1904: Schlesinger-Mayer Building (later the Carson, Pirie,
Scott and Company Store), Chicago
1895: Guaranty Building (now Prudential Building), Buffalo,
N.Y.
1894: Stock Exchange Building, Chicago
1893: Transportation Building, World's Columbian Exposition,
Chicago
1891: Wainwright Building, St. Louis
1890: Auditorium Building (with Dankmar Adler),
Chicago
Biography
When his parents moved from Boston to Chicago in 1872, Louis
Sullivan remained behind to study architecture at the Massachusetts
Institute of Technology; he was only 16 years old. He had graduated
from high school a year early and passed a series of examinations
in order to skip the first two years of studies at MIT.
He left MIT after one year and moved to Philadelphia to work in the
offices of Frank Furness and George Hewitt. Because of the 1873
depression, the firm had very little work, so Sullivan was let go.
He moved to Chicago and worked with William LeBaron Jenney for one
year. Then he moved to Paris to study at the Ecole des Beaux-Arts
for a year; he quit the school and returned to Chicago before he
was 18 years old.
In Chicago, Sullivan worked for Jenney, participating in the
building boom that came about after the 1871 Great Chicago Fire. He
also worked for John Edelman as a draftsman. In 1879 he joined
Dankmar Adlers office and one year later became a partner,
forming the firm that he would remain with for four more years,
working on city buildings and designing skyscrapers.
After the partnership ended in 1895, Sullivan moved to working on
small banks and commercial buildings in little towns throughout the
Midwest.
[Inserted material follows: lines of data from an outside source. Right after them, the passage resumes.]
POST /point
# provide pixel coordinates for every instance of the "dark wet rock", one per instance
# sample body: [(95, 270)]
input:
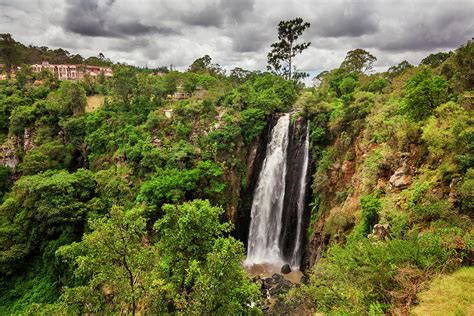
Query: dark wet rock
[(285, 269)]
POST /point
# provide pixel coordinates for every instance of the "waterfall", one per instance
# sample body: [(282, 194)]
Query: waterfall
[(267, 204), (278, 205)]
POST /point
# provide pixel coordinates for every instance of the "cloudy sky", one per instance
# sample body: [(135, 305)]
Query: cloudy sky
[(239, 32)]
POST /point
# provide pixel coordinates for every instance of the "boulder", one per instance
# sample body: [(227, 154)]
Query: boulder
[(400, 179), (285, 269)]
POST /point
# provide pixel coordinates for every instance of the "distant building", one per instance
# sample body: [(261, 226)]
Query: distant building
[(72, 72)]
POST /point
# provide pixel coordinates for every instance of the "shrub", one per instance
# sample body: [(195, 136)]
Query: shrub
[(252, 122), (347, 85), (424, 93), (449, 131), (376, 85)]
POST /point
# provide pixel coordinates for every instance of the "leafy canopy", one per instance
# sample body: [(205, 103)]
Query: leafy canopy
[(281, 56)]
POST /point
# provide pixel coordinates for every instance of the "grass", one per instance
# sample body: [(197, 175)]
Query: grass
[(448, 295), (94, 102)]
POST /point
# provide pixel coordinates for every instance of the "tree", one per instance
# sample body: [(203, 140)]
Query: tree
[(239, 75), (423, 93), (41, 208), (200, 64), (9, 51), (73, 98), (280, 58), (204, 65), (124, 82), (222, 286), (358, 60), (397, 70), (187, 234), (434, 60), (118, 262)]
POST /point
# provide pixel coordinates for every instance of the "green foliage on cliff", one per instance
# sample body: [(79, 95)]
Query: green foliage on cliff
[(398, 154), (125, 208)]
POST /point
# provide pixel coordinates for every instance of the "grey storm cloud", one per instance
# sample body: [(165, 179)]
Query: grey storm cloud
[(239, 32)]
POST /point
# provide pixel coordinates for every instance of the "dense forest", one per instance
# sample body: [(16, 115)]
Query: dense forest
[(133, 206)]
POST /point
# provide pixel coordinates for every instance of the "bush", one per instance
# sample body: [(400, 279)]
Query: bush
[(424, 93), (376, 85), (370, 206), (347, 85), (448, 131), (252, 122)]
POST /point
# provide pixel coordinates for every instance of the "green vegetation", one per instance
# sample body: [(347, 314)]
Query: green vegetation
[(448, 295), (130, 207), (122, 209)]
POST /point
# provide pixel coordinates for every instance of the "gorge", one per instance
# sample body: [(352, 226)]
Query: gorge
[(278, 206)]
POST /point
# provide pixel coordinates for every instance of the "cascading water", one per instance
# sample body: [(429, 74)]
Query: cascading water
[(267, 204), (277, 212)]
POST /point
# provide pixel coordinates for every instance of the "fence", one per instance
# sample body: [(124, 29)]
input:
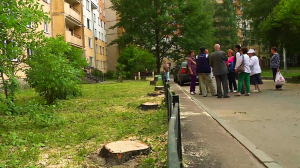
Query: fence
[(174, 133)]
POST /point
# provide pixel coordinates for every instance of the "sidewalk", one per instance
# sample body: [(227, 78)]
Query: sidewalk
[(205, 143)]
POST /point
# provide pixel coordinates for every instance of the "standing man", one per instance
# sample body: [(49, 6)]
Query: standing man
[(217, 61), (167, 71), (204, 71), (192, 66), (275, 65), (238, 54)]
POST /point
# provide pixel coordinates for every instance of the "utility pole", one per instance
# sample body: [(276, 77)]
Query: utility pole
[(284, 61)]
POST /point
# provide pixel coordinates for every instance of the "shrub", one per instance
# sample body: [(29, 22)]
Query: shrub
[(56, 69)]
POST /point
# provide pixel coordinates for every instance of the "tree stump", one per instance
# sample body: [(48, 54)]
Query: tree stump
[(154, 94), (119, 152), (149, 106), (153, 83), (159, 88)]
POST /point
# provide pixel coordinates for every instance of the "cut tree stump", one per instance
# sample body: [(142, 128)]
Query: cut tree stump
[(154, 94), (122, 151), (149, 106), (159, 88), (153, 83)]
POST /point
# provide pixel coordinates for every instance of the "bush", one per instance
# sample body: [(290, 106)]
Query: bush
[(111, 75), (56, 69)]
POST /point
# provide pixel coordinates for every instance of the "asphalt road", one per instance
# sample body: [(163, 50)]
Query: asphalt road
[(270, 120)]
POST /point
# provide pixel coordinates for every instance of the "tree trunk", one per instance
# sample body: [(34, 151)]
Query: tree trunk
[(4, 85)]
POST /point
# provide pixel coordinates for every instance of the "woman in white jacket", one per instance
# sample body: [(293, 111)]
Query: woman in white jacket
[(255, 78), (243, 76)]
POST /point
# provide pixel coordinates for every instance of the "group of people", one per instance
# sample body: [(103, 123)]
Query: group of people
[(242, 65)]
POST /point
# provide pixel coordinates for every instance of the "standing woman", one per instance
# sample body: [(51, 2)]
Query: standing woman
[(255, 77), (167, 70), (192, 66), (245, 75), (231, 74), (275, 64)]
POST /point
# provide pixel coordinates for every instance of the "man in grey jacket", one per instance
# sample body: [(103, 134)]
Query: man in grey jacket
[(217, 62)]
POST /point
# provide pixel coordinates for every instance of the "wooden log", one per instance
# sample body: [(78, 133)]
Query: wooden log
[(153, 83), (149, 106), (154, 94), (159, 88), (119, 152)]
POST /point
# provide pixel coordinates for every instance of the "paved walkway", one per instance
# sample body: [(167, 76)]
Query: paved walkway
[(270, 120), (205, 143)]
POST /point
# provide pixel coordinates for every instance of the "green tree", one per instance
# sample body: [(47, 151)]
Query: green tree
[(257, 11), (196, 27), (136, 60), (226, 24), (283, 25), (18, 20), (164, 27), (56, 69)]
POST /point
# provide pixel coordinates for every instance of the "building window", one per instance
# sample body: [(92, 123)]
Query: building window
[(46, 27), (88, 5), (88, 22), (91, 62), (30, 25), (90, 43)]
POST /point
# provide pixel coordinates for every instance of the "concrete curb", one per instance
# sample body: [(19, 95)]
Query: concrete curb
[(259, 154)]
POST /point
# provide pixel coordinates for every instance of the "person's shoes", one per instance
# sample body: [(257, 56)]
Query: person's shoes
[(238, 94)]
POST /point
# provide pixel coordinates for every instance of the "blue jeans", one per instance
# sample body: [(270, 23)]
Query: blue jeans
[(168, 76)]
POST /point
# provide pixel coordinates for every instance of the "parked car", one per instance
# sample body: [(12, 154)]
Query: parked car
[(181, 75)]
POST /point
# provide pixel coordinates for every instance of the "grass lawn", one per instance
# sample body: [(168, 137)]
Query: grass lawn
[(68, 133), (291, 72)]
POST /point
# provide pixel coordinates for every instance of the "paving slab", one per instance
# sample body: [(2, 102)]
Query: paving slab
[(206, 144)]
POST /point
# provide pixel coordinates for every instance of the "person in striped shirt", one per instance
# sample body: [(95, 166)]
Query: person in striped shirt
[(275, 64)]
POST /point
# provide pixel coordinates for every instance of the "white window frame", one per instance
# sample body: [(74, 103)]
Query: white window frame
[(88, 5), (46, 27), (90, 42)]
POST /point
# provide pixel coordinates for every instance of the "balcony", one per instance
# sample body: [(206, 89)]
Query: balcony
[(72, 13), (74, 39)]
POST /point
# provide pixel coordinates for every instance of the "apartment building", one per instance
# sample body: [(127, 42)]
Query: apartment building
[(112, 34), (95, 34)]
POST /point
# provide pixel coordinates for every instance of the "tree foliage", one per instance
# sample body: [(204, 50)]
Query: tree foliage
[(18, 20), (136, 60), (226, 24), (164, 27), (56, 69)]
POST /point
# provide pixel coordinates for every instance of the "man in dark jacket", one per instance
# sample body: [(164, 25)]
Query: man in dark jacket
[(217, 62), (204, 71)]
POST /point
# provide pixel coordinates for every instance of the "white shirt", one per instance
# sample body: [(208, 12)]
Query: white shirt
[(254, 65), (239, 60)]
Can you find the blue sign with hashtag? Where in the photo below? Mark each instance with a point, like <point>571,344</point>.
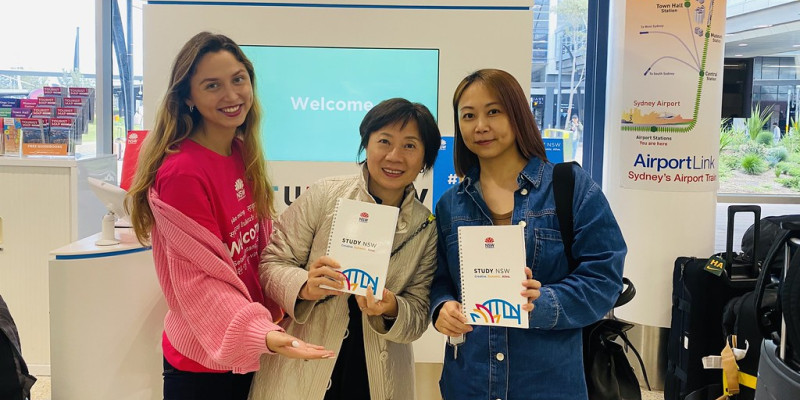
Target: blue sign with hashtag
<point>444,173</point>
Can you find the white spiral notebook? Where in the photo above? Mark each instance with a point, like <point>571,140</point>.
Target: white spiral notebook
<point>361,241</point>
<point>492,262</point>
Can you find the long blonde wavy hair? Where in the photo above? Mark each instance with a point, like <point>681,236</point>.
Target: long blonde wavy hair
<point>175,122</point>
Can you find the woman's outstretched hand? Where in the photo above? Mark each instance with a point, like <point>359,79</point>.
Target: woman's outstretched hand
<point>323,271</point>
<point>289,346</point>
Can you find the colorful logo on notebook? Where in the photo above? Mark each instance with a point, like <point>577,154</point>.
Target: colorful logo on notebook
<point>355,278</point>
<point>493,310</point>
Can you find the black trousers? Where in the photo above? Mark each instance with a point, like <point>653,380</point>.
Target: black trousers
<point>183,385</point>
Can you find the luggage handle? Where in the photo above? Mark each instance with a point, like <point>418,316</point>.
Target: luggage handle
<point>732,211</point>
<point>783,243</point>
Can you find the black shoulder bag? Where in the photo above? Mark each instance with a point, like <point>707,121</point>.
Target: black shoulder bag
<point>609,375</point>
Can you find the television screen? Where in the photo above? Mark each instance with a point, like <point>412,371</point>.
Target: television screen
<point>314,98</point>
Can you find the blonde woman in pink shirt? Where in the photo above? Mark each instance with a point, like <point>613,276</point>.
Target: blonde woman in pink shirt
<point>202,198</point>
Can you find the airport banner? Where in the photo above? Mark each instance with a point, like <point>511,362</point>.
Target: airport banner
<point>672,95</point>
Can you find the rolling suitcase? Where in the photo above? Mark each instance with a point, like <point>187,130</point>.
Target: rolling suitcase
<point>701,288</point>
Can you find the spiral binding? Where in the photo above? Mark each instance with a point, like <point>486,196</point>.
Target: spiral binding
<point>461,270</point>
<point>333,226</point>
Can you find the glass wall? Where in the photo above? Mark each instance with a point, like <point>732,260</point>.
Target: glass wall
<point>66,57</point>
<point>558,75</point>
<point>759,136</point>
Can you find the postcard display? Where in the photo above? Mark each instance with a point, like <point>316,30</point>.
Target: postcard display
<point>50,125</point>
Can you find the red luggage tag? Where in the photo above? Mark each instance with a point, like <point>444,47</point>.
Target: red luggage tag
<point>715,265</point>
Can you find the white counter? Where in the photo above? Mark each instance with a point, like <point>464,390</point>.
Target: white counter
<point>45,203</point>
<point>106,318</point>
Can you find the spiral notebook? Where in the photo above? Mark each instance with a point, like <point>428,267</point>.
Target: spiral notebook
<point>492,260</point>
<point>361,241</point>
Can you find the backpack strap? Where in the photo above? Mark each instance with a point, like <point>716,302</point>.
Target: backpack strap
<point>563,192</point>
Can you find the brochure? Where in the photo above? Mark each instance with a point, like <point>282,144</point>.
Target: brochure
<point>361,241</point>
<point>492,262</point>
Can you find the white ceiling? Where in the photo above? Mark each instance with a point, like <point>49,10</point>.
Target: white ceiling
<point>773,31</point>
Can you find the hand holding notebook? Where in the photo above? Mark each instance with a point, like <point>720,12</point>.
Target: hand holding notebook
<point>492,262</point>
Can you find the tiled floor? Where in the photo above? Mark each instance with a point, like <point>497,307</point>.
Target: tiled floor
<point>41,391</point>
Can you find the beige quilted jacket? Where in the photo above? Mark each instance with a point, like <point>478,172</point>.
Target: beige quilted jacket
<point>301,236</point>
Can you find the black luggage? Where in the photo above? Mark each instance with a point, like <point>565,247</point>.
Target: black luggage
<point>779,366</point>
<point>701,289</point>
<point>776,381</point>
<point>15,381</point>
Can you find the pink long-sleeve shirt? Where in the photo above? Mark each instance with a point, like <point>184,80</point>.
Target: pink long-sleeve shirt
<point>212,318</point>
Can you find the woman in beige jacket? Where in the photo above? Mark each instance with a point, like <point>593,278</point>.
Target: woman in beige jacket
<point>372,339</point>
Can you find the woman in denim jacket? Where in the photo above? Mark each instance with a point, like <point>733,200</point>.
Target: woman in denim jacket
<point>507,179</point>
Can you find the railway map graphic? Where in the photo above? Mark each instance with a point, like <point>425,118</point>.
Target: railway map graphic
<point>671,94</point>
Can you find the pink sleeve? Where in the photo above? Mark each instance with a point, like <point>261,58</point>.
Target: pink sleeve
<point>231,329</point>
<point>188,194</point>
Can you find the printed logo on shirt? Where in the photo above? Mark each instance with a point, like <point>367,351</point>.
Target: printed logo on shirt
<point>239,186</point>
<point>246,241</point>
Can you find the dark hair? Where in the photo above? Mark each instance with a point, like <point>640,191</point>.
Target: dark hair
<point>401,110</point>
<point>513,99</point>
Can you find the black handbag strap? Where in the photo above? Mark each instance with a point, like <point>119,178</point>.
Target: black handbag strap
<point>563,192</point>
<point>622,335</point>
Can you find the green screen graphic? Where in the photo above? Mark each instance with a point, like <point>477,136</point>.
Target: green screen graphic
<point>314,98</point>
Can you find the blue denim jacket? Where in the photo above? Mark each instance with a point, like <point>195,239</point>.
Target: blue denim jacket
<point>546,360</point>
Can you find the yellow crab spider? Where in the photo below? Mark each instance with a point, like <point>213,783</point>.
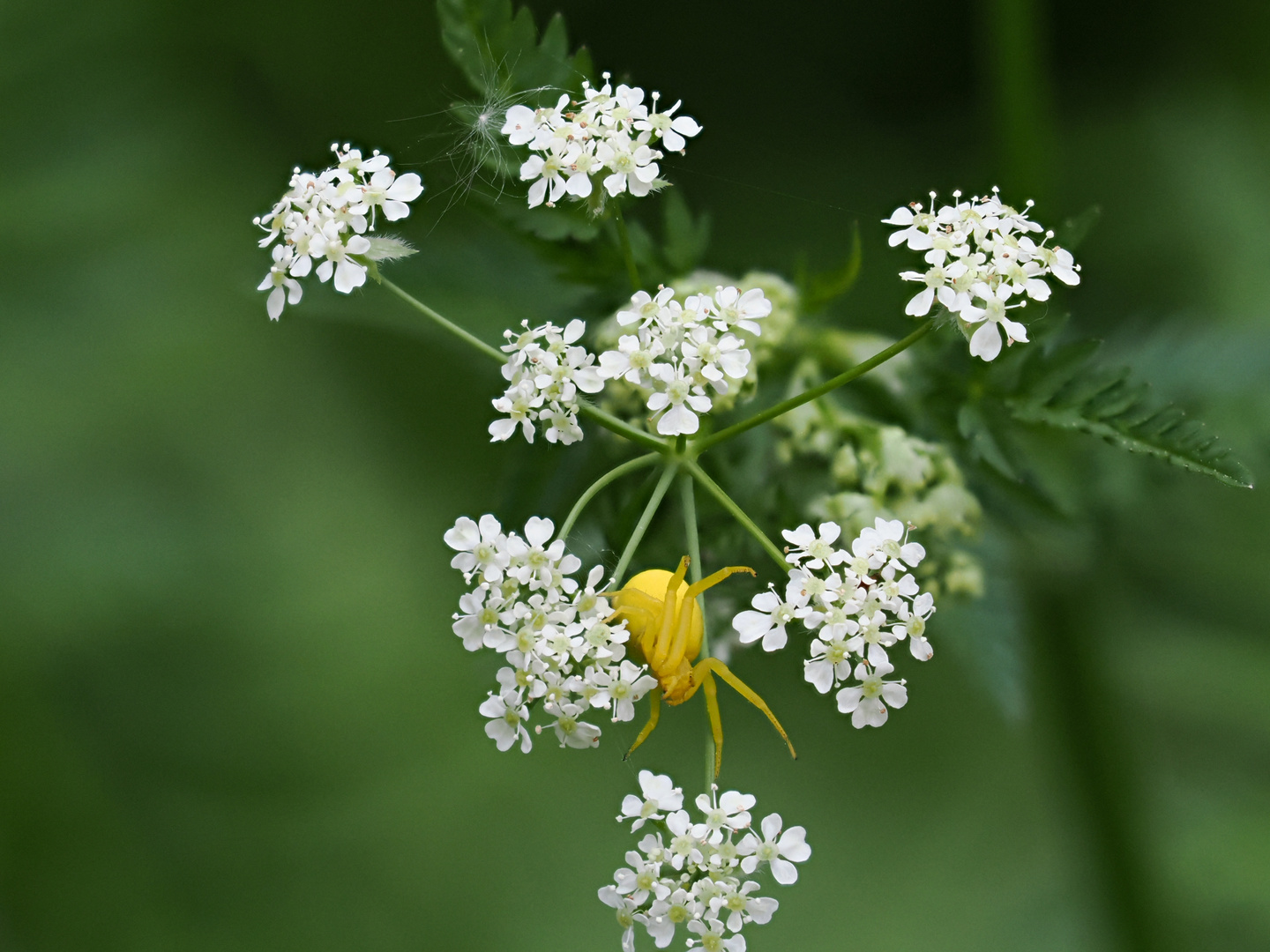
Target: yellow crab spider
<point>664,621</point>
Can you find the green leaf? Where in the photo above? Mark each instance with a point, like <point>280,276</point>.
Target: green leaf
<point>975,428</point>
<point>686,238</point>
<point>502,54</point>
<point>818,290</point>
<point>1062,389</point>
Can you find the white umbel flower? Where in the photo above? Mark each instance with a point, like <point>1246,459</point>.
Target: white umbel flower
<point>562,652</point>
<point>678,353</point>
<point>603,138</point>
<point>324,219</point>
<point>857,602</point>
<point>696,880</point>
<point>981,253</point>
<point>546,369</point>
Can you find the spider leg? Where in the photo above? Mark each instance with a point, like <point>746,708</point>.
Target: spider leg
<point>684,629</point>
<point>644,611</point>
<point>654,711</point>
<point>669,614</point>
<point>713,664</point>
<point>715,723</point>
<point>687,643</point>
<point>712,580</point>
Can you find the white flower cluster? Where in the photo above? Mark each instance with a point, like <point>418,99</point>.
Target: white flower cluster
<point>606,131</point>
<point>553,632</point>
<point>981,256</point>
<point>859,603</point>
<point>324,219</point>
<point>545,371</point>
<point>693,877</point>
<point>678,351</point>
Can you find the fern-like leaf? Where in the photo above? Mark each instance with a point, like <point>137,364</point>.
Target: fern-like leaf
<point>1065,390</point>
<point>501,52</point>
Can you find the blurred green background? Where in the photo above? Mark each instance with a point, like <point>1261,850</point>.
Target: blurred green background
<point>231,711</point>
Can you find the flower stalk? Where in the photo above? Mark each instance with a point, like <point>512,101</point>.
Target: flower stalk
<point>782,407</point>
<point>644,521</point>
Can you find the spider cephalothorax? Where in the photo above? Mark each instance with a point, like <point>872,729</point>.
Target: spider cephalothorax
<point>664,620</point>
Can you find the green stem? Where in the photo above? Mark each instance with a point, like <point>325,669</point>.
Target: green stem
<point>617,471</point>
<point>832,383</point>
<point>736,513</point>
<point>449,325</point>
<point>621,428</point>
<point>624,239</point>
<point>605,419</point>
<point>644,519</point>
<point>690,530</point>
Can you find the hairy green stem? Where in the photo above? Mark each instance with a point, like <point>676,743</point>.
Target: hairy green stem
<point>624,239</point>
<point>449,325</point>
<point>644,519</point>
<point>832,383</point>
<point>616,472</point>
<point>736,513</point>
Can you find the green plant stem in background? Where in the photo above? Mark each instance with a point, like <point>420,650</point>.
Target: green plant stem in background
<point>687,496</point>
<point>624,239</point>
<point>621,428</point>
<point>605,419</point>
<point>449,325</point>
<point>736,513</point>
<point>644,519</point>
<point>833,383</point>
<point>616,472</point>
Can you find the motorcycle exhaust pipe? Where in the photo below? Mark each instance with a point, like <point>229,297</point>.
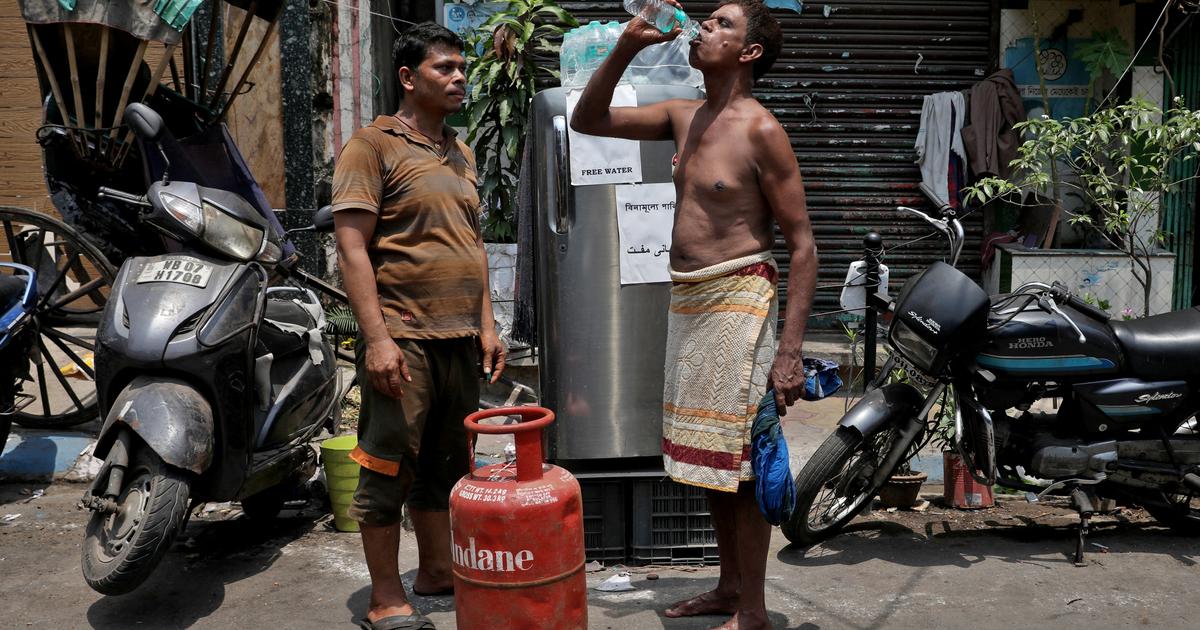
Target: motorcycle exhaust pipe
<point>1192,481</point>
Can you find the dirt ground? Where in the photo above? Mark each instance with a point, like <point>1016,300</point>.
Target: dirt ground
<point>1008,567</point>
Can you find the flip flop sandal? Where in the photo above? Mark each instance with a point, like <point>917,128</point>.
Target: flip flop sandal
<point>399,622</point>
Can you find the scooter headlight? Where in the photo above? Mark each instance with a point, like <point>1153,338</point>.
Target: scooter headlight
<point>184,211</point>
<point>232,237</point>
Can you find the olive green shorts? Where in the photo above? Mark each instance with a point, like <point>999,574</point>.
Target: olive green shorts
<point>414,449</point>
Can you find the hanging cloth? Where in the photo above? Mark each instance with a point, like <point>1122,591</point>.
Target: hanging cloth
<point>941,132</point>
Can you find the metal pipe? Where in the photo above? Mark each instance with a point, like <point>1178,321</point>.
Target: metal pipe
<point>233,55</point>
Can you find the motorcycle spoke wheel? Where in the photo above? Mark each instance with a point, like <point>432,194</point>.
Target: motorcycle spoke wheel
<point>73,282</point>
<point>845,491</point>
<point>835,485</point>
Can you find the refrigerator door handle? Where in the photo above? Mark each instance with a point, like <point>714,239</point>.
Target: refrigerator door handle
<point>562,175</point>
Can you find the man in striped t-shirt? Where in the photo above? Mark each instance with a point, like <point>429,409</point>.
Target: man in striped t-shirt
<point>412,257</point>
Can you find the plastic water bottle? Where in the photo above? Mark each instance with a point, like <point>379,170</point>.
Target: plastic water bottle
<point>664,16</point>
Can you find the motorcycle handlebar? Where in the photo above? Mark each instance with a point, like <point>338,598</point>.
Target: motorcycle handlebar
<point>105,192</point>
<point>1061,294</point>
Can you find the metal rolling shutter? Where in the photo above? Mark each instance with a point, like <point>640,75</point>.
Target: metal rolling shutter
<point>847,88</point>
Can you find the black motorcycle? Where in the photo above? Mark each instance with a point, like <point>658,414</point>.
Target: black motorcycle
<point>1125,429</point>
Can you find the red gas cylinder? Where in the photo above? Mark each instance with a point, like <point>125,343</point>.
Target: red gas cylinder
<point>517,535</point>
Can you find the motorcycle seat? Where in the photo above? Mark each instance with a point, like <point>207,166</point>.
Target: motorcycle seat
<point>279,341</point>
<point>1163,346</point>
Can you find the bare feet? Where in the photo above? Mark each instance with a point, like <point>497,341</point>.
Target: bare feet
<point>747,621</point>
<point>711,603</point>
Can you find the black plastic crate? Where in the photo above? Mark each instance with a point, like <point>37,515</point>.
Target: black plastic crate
<point>671,523</point>
<point>604,520</point>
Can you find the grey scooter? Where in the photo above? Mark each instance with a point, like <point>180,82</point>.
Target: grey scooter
<point>211,379</point>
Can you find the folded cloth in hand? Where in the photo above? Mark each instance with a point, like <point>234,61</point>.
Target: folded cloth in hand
<point>768,457</point>
<point>821,378</point>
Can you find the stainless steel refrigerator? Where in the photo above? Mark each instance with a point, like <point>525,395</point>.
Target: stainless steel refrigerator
<point>601,345</point>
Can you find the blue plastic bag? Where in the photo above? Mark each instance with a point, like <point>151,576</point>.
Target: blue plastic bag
<point>768,457</point>
<point>821,378</point>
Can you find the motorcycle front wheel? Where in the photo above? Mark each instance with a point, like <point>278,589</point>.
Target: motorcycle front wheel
<point>835,484</point>
<point>121,549</point>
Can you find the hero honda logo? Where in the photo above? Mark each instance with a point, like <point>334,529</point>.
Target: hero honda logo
<point>1030,342</point>
<point>1157,396</point>
<point>928,322</point>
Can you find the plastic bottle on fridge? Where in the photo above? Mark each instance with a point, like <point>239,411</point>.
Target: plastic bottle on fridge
<point>664,16</point>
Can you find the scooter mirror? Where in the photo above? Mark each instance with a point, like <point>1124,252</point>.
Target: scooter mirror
<point>144,121</point>
<point>323,219</point>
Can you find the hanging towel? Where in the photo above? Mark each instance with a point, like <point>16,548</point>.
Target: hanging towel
<point>941,132</point>
<point>177,12</point>
<point>990,138</point>
<point>773,473</point>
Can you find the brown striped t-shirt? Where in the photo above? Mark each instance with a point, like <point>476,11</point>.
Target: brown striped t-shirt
<point>425,250</point>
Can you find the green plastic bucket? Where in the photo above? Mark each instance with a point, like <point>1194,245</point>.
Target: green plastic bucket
<point>342,477</point>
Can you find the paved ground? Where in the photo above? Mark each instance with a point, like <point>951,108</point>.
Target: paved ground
<point>1001,568</point>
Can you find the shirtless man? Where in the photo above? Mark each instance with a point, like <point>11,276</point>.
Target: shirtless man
<point>736,175</point>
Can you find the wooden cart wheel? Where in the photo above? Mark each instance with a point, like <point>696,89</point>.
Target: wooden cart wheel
<point>73,282</point>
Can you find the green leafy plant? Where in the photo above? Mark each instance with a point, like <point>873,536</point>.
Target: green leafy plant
<point>1107,54</point>
<point>340,322</point>
<point>1092,300</point>
<point>504,72</point>
<point>1120,160</point>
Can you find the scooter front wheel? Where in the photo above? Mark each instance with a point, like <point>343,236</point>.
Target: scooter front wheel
<point>124,545</point>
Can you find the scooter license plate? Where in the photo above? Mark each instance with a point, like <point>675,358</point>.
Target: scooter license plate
<point>178,269</point>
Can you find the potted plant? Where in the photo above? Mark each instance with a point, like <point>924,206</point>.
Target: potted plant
<point>508,58</point>
<point>959,489</point>
<point>903,489</point>
<point>1121,161</point>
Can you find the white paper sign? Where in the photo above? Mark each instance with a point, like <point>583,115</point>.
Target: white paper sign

The split from Adler, as well as a change in architectural
trends away from the Chicago style toward the Beaux-Arts style, led
to a slow decline in Sullivans career.
During this period, Sullivan wrote Kindergarten Chats and
Autobiography of an Idea. He advocated the need for a human
connection to nature in architecture, as well as both the
imaginative and functional expression he deemed necessary in good
design.
Sullivan was considered the father of Modernism and a key member of
the Chicago School. Largely responsible for the development of the
skyscraper as the distinctive American building type, he is also
known as an important mentor to Frank Lloyd Wright.